A siren screeched through the air, lights flashed, and an unknown voice came over the speakers. “Code Oscar. Time check engineering. Code Oscar. Time check engineering.”
“Fuck.” Grant cursed and pushed her into the room.
“Grant? What’s going on?”
“There’s a bomb in the engine room, and someone has gone overboard.”
Stella froze in place, staring at the werewolf. Then she was staring at a closed door. One that let out an audible snick a moment later.
Someone was overboard. There was a bomb on the yacht. And Stella was locked in her room.
Chapter Twenty-six
Grant
Grant stared at the small screen, the monitor showing Stella still sitting at Cole’s bedside. The high-definition camera and sensitive microphones picked up everything in that room—Cole’s every breath and Stella’s every sniffle.
She’d stayed strong through the evac from Serene Isle to the SHOC yacht. He hadn’t liked how Hartley had looked at her, but then other shit had taken precedence.

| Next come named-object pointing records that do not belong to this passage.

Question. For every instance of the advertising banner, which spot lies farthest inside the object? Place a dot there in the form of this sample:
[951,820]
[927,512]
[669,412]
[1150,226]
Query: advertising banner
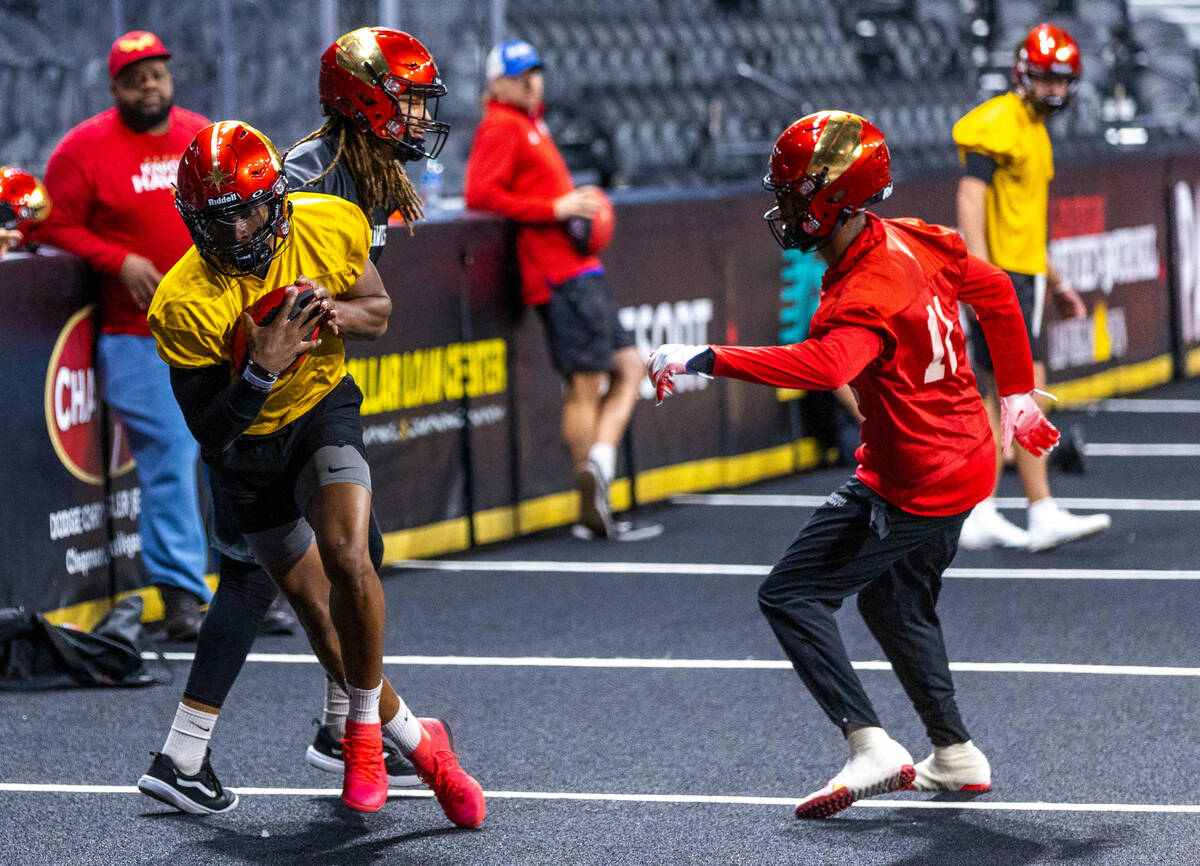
[72,504]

She’d been only a little rattled when Grant had locked her in her stateroom. Of course, when he’d let her out, that’d been a different story.
No one knew how—the investigation was still underway—but James Walters had managed to plant a bomb in engineering and then launch himself over the side. He mentally snorted. Right. Of course. The guy who was half-concious, drooling, and barely able to speak was able to put together an explosive device and then jump into the sea and disappear.
He shook his head…Fucking Hartley.
When Grant had told Stella, it’d taken every ounce of smooth talking to keep her aboard the yacht. She’d wanted to chase after him. Even if that meant doing something stupid like shifting and diving into the sea to swim after the human. He’d redirected her intense concentration to Cole, her worry for the tiger pushing aside her need for vengeance.